Working from home allowed me to make more frequent visits to the doctor and easily access medications that I can use to better control my pain; create a workspace that boosts my productivity and minimizes my discomfort; and I can return to work more quickly after an episode of acute pain. I can even save my paid time off for personal enjoyment, instead of using it all to address my medical needs.
Mathematica is the first company that fully supports me. It gives me the stability to address my health in a way I never had before. I still have pain, but for the first time I feel like I’m in control instead of the other way around. I sincerely hope that this becomes the standard for business, instead of the exception.
David Mann, senior researcher
Since a spinal cord injury confined me to a wheelchair, I have had a growing fascination with President Franklin D. Roosevelt. At age 39, he was paralyzed after contracting polio. After his illness, FDR served as governor of New York and then president of the United States. Despite the countless photographs and videos of him, he was never publicly depicted as a wheelchair user. The reasons behind this ruse were complex, but one likely factor was a fear that being depicted as a wheelchair user would have undermined public confidence in his ability to govern.
How far we have come since then! People with disabilities participate in society much more now than we ever did in FDR’s time. Legislation such as the Rehabilitation Act of 1973 and the Americans with Disabilities Act of 1990 has promoted access, independence, and employment for people with disabilities in the United States. Though there is still much to do, policymakers, advocates, and others continue to work for positive change for the disability community.
Mathematica’s top score on the DEI shows that it is part of this positive change. Personally, Mathematica’s performance on the DEI confirms what I have long known—Mathematica is a great place to work for people with disabilities. I deeply appreciate how my Mathematica colleagues treat me. From the moment I started, I have been treated as just another member of the team—capable of making the same quality contributions as my non-disabled peers. This treatment is important to me because I am capable of such contributions and do not want a special status.

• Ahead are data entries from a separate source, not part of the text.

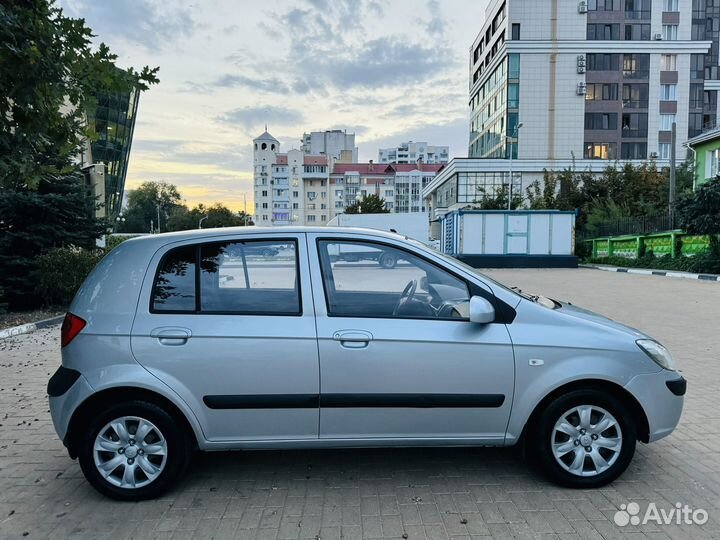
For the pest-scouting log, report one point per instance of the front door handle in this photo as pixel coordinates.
(171, 335)
(353, 339)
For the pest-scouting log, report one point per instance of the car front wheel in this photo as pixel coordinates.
(583, 439)
(134, 451)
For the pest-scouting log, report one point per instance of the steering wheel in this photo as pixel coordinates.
(406, 295)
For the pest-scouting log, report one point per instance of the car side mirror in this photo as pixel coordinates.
(481, 311)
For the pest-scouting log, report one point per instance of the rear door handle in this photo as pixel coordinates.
(353, 339)
(171, 335)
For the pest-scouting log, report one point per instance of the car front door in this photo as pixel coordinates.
(398, 356)
(229, 324)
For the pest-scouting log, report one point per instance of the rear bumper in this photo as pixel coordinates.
(63, 405)
(661, 397)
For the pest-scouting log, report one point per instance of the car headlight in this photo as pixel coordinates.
(658, 353)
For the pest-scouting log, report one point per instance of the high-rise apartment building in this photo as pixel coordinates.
(336, 144)
(580, 83)
(593, 79)
(411, 152)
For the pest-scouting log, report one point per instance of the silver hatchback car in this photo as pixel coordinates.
(250, 338)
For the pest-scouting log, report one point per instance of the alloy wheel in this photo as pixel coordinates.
(130, 452)
(586, 440)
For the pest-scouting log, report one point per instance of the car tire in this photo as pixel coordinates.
(571, 444)
(156, 462)
(388, 260)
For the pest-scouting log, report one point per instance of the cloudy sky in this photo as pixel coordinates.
(388, 70)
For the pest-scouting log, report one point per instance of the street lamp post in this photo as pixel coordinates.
(514, 136)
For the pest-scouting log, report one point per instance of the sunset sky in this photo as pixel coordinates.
(388, 70)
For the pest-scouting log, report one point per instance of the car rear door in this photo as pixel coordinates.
(229, 324)
(409, 373)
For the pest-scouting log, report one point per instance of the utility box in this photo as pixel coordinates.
(510, 239)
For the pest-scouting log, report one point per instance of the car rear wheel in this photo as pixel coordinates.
(134, 451)
(583, 439)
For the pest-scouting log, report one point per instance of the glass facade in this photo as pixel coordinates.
(113, 122)
(473, 187)
(494, 111)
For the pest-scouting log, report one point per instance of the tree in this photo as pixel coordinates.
(371, 204)
(150, 205)
(49, 77)
(58, 213)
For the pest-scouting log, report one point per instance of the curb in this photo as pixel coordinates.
(30, 327)
(647, 272)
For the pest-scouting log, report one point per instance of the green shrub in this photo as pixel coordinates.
(61, 271)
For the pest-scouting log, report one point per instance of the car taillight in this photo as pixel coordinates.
(72, 324)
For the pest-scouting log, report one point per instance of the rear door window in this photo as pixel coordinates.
(254, 278)
(174, 289)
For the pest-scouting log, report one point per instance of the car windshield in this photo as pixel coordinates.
(538, 299)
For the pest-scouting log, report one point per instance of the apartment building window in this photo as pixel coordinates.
(635, 96)
(636, 66)
(601, 92)
(634, 150)
(668, 62)
(670, 32)
(666, 122)
(668, 92)
(600, 120)
(637, 9)
(513, 94)
(602, 5)
(513, 66)
(664, 150)
(603, 62)
(603, 31)
(697, 66)
(600, 150)
(637, 32)
(634, 125)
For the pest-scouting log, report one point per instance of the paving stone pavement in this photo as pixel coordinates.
(402, 493)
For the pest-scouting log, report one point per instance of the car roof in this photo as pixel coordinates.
(199, 234)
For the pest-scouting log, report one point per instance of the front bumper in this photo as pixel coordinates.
(66, 391)
(661, 396)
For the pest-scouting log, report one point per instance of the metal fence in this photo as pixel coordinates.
(631, 225)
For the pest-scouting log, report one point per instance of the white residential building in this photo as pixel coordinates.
(556, 83)
(411, 152)
(336, 144)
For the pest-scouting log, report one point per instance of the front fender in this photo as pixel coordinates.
(535, 382)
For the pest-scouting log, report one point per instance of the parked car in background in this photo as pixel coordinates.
(182, 341)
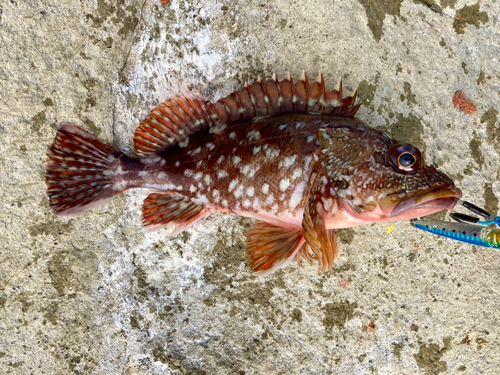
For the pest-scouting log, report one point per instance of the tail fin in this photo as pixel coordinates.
(80, 171)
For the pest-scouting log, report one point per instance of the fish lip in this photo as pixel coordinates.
(438, 199)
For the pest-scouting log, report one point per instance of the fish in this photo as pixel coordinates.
(289, 154)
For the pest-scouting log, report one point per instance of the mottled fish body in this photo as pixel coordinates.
(287, 154)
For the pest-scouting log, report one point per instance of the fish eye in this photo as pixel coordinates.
(405, 157)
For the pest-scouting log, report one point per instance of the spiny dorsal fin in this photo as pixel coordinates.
(176, 119)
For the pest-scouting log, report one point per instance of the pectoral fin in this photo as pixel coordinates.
(270, 246)
(161, 210)
(321, 241)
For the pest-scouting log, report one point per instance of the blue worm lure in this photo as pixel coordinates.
(467, 229)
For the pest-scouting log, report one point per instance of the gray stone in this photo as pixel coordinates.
(96, 294)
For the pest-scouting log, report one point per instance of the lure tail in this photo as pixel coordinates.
(82, 172)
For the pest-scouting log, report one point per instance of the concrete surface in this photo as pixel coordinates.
(94, 294)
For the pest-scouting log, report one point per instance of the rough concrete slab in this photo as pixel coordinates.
(96, 294)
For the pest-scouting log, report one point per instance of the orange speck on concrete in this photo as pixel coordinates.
(459, 100)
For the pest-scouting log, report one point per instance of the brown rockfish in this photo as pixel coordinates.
(288, 154)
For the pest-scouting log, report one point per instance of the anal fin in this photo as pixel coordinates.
(321, 241)
(161, 210)
(270, 246)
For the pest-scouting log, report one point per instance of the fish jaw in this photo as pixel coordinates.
(401, 206)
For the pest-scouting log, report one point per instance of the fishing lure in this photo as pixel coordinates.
(467, 228)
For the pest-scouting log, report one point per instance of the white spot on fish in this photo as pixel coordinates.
(327, 203)
(272, 152)
(297, 172)
(288, 161)
(222, 174)
(256, 204)
(184, 143)
(239, 191)
(270, 199)
(217, 129)
(253, 135)
(233, 184)
(297, 194)
(284, 184)
(216, 195)
(202, 199)
(195, 151)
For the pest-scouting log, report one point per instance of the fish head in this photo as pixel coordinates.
(378, 179)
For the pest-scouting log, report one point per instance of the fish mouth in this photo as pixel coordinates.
(402, 207)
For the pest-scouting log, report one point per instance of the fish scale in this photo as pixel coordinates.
(289, 154)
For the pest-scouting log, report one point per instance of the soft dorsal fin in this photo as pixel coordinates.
(176, 119)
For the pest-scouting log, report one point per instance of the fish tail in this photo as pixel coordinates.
(82, 172)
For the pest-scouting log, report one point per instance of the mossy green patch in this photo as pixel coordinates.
(469, 15)
(366, 93)
(338, 314)
(73, 270)
(490, 199)
(475, 147)
(376, 12)
(429, 357)
(406, 129)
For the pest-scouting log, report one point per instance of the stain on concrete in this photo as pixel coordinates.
(449, 3)
(429, 356)
(37, 121)
(338, 314)
(51, 226)
(490, 199)
(409, 96)
(469, 15)
(406, 129)
(73, 270)
(464, 67)
(475, 147)
(431, 4)
(490, 117)
(366, 93)
(297, 315)
(376, 12)
(346, 235)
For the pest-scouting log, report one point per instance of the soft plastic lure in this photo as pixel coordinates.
(467, 229)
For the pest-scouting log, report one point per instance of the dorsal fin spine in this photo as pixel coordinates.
(177, 118)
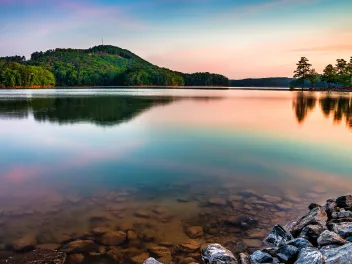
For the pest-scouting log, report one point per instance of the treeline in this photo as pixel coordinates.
(112, 66)
(339, 75)
(13, 74)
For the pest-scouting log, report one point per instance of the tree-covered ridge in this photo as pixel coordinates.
(112, 66)
(13, 74)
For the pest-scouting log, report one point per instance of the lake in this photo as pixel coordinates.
(157, 163)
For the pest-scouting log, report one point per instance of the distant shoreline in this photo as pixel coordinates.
(346, 89)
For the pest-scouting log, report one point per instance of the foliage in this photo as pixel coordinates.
(113, 66)
(302, 71)
(13, 74)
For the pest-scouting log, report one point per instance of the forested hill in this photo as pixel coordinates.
(100, 66)
(282, 82)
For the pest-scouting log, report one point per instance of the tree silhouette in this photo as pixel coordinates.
(302, 71)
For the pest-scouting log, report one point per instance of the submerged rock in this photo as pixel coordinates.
(39, 256)
(316, 216)
(217, 254)
(328, 238)
(310, 255)
(278, 236)
(25, 243)
(261, 257)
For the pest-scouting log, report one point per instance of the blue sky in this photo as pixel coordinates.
(237, 38)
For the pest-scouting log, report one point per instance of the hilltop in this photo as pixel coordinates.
(97, 66)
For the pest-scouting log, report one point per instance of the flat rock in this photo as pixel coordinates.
(79, 246)
(194, 231)
(217, 201)
(315, 216)
(76, 258)
(339, 255)
(151, 261)
(139, 259)
(159, 251)
(310, 255)
(215, 253)
(25, 243)
(278, 236)
(142, 214)
(300, 243)
(272, 199)
(328, 238)
(40, 256)
(48, 246)
(113, 238)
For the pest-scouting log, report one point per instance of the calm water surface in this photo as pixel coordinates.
(158, 161)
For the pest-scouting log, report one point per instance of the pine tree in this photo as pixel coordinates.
(302, 71)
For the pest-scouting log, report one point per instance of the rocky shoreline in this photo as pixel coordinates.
(323, 236)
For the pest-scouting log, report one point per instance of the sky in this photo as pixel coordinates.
(237, 38)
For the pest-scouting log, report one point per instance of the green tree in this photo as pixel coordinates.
(329, 75)
(313, 77)
(302, 71)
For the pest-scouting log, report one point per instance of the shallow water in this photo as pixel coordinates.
(154, 160)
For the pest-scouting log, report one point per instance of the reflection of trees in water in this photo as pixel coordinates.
(303, 104)
(100, 110)
(340, 107)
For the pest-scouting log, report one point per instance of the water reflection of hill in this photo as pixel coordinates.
(339, 107)
(100, 110)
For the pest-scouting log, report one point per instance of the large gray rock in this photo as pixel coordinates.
(261, 257)
(217, 254)
(340, 255)
(330, 238)
(316, 216)
(300, 243)
(344, 201)
(312, 232)
(344, 229)
(278, 236)
(311, 256)
(244, 258)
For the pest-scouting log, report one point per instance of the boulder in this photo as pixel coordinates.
(113, 238)
(217, 254)
(278, 236)
(316, 216)
(194, 231)
(300, 243)
(339, 255)
(344, 229)
(344, 201)
(79, 246)
(328, 238)
(287, 253)
(312, 232)
(261, 257)
(310, 255)
(25, 243)
(244, 258)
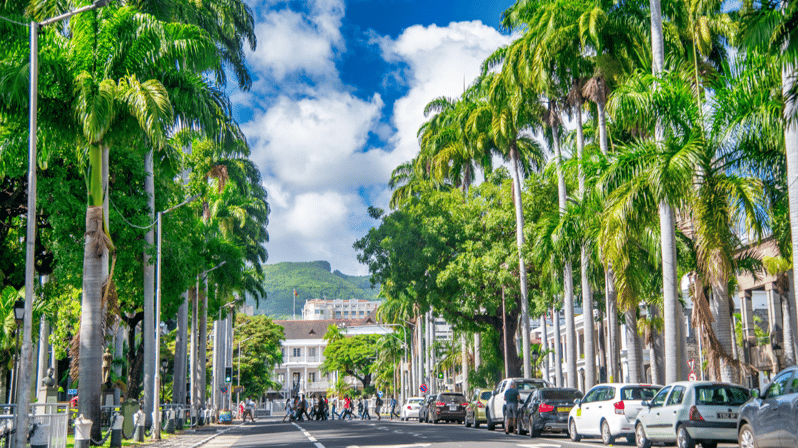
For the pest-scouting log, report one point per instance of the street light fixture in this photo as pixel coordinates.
(156, 418)
(23, 404)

The next step for Mathematica is to recruit and hire more people with disabilities. Put another way, I want to have more colleagues who look like me! Like Mathematica’s mission to improve public well-being or the positive experiences of employees like me with disabilities, the DEI score is something that could help convince job market candidates with disabilities that Mathematica is a great place for them to build a career.
My hope is to eventually be surrounded at Mathematica by colleagues both with and without disabilities. This diversity would be present at all levels within the organization, from junior staff to corporate leaders. I look forward to watching Mathematica make progress on this issue, building on FDR’s legacy by showing that people with disabilities can make substantive contributions to society while embracing their disability status.
Mathematica encourages other organizations to learn more about how they can become more inclusive of people with disabilities and to consider benchmarking tools like the Disability Equality Index to develop concrete insight into areas of opportunities and success. Progress can be made through self-reflection, open dialogue, and committed action.